A friend of mine posted to Facebook yesterday: “Life is not a zero-sum equation. Ensuring the liberation and justice for those most marginalized doesn’t actually take away any liberation or justice from you.” It reminded me of some things I’ve mulled over off and on.

It seems that much of the fear that was whipped up during the 2016 election is based on the assumption that life is a zero-sum game. If I gain a right, you lose it. When African-Americans get to vote, Whites votes count less. When women start working, men’s jobs are threatened. When same-sex couples can get married, the sanctity of heterosexual marriage is threatened.

These zero-sums are artificially created.

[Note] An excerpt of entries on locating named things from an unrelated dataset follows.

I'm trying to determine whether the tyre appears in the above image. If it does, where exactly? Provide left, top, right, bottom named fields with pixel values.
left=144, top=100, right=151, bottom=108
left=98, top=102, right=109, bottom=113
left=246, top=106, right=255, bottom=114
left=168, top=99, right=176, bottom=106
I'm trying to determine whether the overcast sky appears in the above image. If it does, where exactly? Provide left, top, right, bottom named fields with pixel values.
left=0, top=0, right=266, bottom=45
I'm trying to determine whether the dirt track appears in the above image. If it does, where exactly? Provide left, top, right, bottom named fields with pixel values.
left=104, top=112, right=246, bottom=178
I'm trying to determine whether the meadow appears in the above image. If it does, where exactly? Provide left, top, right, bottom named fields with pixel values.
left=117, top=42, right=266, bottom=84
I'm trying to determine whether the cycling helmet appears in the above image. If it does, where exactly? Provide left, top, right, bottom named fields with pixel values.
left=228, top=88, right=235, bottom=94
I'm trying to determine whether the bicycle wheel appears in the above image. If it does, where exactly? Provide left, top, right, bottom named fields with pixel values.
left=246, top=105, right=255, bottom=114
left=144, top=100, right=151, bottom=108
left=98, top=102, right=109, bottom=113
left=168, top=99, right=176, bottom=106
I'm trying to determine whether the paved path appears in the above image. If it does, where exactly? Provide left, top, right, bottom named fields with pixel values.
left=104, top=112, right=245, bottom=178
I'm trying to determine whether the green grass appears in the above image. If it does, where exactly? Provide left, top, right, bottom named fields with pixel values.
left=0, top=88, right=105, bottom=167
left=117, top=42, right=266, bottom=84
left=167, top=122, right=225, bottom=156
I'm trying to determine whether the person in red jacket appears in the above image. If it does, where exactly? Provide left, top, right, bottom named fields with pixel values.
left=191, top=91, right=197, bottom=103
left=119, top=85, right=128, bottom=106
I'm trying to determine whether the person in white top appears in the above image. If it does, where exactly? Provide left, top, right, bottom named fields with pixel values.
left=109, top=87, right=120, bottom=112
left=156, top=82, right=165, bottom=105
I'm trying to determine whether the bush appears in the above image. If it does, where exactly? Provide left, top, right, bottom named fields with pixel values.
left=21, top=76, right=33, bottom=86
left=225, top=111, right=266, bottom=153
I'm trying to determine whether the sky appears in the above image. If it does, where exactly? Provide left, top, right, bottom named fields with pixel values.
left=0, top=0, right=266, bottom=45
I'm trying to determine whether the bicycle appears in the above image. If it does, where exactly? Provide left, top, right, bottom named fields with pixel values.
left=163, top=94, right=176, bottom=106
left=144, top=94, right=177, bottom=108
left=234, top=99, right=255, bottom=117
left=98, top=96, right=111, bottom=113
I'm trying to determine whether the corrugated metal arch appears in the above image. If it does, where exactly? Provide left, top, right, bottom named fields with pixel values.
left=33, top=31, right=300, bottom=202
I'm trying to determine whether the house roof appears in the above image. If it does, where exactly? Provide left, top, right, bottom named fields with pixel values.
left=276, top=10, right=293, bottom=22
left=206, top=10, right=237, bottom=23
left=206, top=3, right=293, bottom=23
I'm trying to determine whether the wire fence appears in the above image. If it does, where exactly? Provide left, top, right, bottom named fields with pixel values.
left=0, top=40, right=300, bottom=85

According to James Surowiecki, one key element that differentiates a crowd that moves toward wisdom from mob rule is diversity of opinion. By giving voting rights to people other than white male property-owners, we are diversifying the electorate and should end up with wiser choices. Yes, I know, this doesn’t seem to happen. The flawed U.S. system restricts diversity of opinion through other means, including the winner-takes all system. More sinister, though, is the voter suppression that happened, especially during the 2016 election. The election result was more a reflection of mob rule than wisdom of crowds.

With jobs, the artificial creation of a zero-sum game is even more obvious. Let’s assume we have 10 hours of work to do. If we gave those 10 hours to a white man, he’d have to work the whole 10 hours. A white woman, two women of color, and a man of color also want to work. Now we have five people. Each one only has to work 2 hours! But what do they get paid?! In our current economy, they’d all get paid only one-fifth, which makes all of them less well off – unless they all could find 8 more hours of work. It could be worse since there is another person, often a white male, who pegs all five against each other and gives the job to the lowest bidder (who probably would end up working all 10 hours for less than 1/5th of the pay!). This is the zero-sum game of capitalism. It doesn’t have to be this way, though. What if those 5 people got together and created their own co-op. They could share the work and its benefits. Maybe they would end up working, say, 5 hours each but would earn the equivalent of 10 hours work. What we are taught is that this is not possible. We are taught to stay stuck in the zero-sum and don’t even try to create a positive-sum, which would lift everybody up because a positive-sum would not benefit those that benefit from the artificial zero-sum: Those who siphon off wealth for their own enrichment creating the extreme inequality we see now in the United States and the world.

The marriage example is only grounded in rhetoric. There is absolutely nothing that my neighbor does in the privacy of her home that impacts anything that I do in the privacy of my home (well, assuming she isn’t hacking into my computer or something like that 😉 ). Claiming that someone else’s marriage somehow impacts mine is plainly absurd.